Start with the Big Picture or with the Details
In my work with writers, being frozen at the blank screen seems to be the most common concern. We call it “writer’s block,” but it’s really “thinker’s block” — we can think of what we want to say. The worst is when we have an idea, but can’t think of how to get started.
To conquer writer’s block, start with how you arrange your thoughts.
Do you go from big picture to the details or do you use the details to build your big picture? Pick the one that’s you and then use it to work around to a new idea.
Starting with the Big Picture
Top-down thinkers think in big chunks. We don’t do well just writing to fill a page. Try this to defeat that white screen.
- Start with a plan. Use a mindmap or a graphic organizer. It might be three stacked boxes that you organize like a menu –Appetizer — Entree — Dessert.
- Fill in the main concept — the entree — first. Decide what you want to say. Write your concept in one sentence. Then record the main points you want to include about that concept. Look over what you have, give it some order, but don’t write yet.
- Pick one compelling detail from the above step. Make that detail the appetizer. Decide how you’ll highlight that detail in the introduction. Will you describe the detail or tell a story about it? Use the detail to give readers a reason to read.
- For dessert, think of how you will sum up what you’ve said. Will you circle back to how you started? Will you call readers to action? Will you repeat the main points of the article? The goal for the conclusion is reader satisfaction.
Finish off the blank screen like a three-course meal.
Building from the Detail
Bottom up thinkers build thought by thought. If you’re the kind who finds it easier to write an outline after the article is done, try this instead.
- Relax. Reflect. Think of your concept and choose one detail. Start writing about it. Write for at least 10 minutes. Write longer if you can. Then print out what you’ve written.
- Read over what you’ve got, group together details about the same idea. Describe each group of details with a sentence.

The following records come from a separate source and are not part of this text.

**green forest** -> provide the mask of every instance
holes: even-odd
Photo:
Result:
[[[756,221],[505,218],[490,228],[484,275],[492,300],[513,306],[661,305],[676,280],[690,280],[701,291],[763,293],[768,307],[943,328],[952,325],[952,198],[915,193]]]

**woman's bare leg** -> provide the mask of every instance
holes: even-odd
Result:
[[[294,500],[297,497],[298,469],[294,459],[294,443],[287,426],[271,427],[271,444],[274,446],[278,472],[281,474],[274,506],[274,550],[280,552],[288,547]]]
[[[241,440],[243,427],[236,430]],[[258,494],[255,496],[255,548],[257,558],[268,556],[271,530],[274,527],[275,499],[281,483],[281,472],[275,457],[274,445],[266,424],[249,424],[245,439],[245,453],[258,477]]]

- Choose one compelling detail that you find attention-getting. Write an introduction around that detail to get readers to want to keep reading.
- Weave the most meaningful details of the piece together to make the main content. Then feature one detail — you might repeat the one you used to introduce the piece — by using it to ask a final question or make a final statement that will stay with readers long after they finish reading.
A writer’s goal is a thought that moves readers in some way.
We get there through our own process.
Do you go top-down, bottom-up, or do you have a way in of your own?